Why are older female workers at a major workplace disadvantage?

On Behalf of | Nov 30, 2021 | Workplace Discrimination |

Women are generally at a disadvantage in many workplaces even though there are laws that protect them from harassment and discrimination.

When they are young, they may face intense sexual harassment from coworkers, clients or even supervisors. When they are in their twenties and thirties, management may overlook them for promotions because of an assumption they want to start a family rather than focus on their career.

Once a woman has several decades of experience in her field, she’ll be in a great position to assume a management role or otherwise move up within her company. Unfortunately, the strong internal biases that many people have regarding older women will affect the opportunity is available to a woman in her forties, fifties and beyond.

Lookism is a powerful force of sex discrimination

Lookism is the practice of judging a person’s value based on their appearance. Researchers have long upheld a strong correlation between how attractive people consider someone to be and their advancement opportunities and wages.
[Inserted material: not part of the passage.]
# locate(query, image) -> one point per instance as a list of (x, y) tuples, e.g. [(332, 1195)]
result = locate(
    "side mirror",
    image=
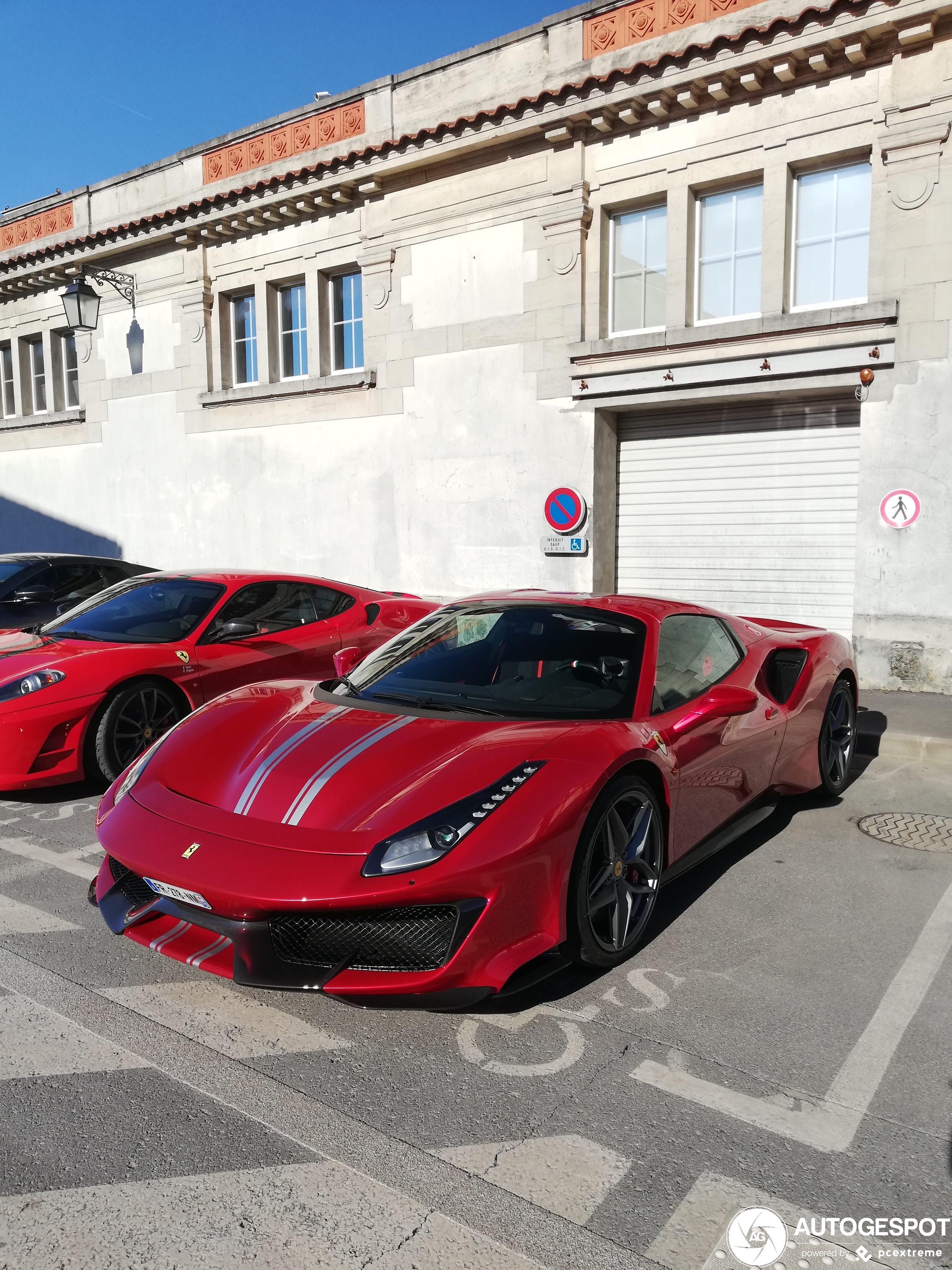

More attractive people are likely to receive more opportunities in business, and are also more likely to earn higher wages than their coworkers. Unfortunately, the way society judges a woman’s appearance largely has to do with how youthful she looks. Older men can still seem attractive to many people, but older women are largely viewed as distasteful.

When a woman displays signs of age and experience, people may find her less attractive and may therefore perceive her to be less pleasant and more abrasive. Ultimately, these changes in perception can limit what opportunities she receives in the workplace. At the same time that her male counterparts have countless opportunities available to them, she may find herself pressed firmly against a glass ceiling with nothing but her naturally aging appearance putting her at a disadvantage. 

Work performance should matter more than your appearance for employment decisions

Older women in the workplace face not just sexism which demands a performance of beauty from every woman but also ageism that views older people as worth less than younger people.

When your employer or a prospective future employer makes decisions about your future with their company, that decision should focus on your capabilities and work history, not on your appearance or your age. Recognizing lookism as a form of sex discrimination could help you fight back against unfair behaviors by employers.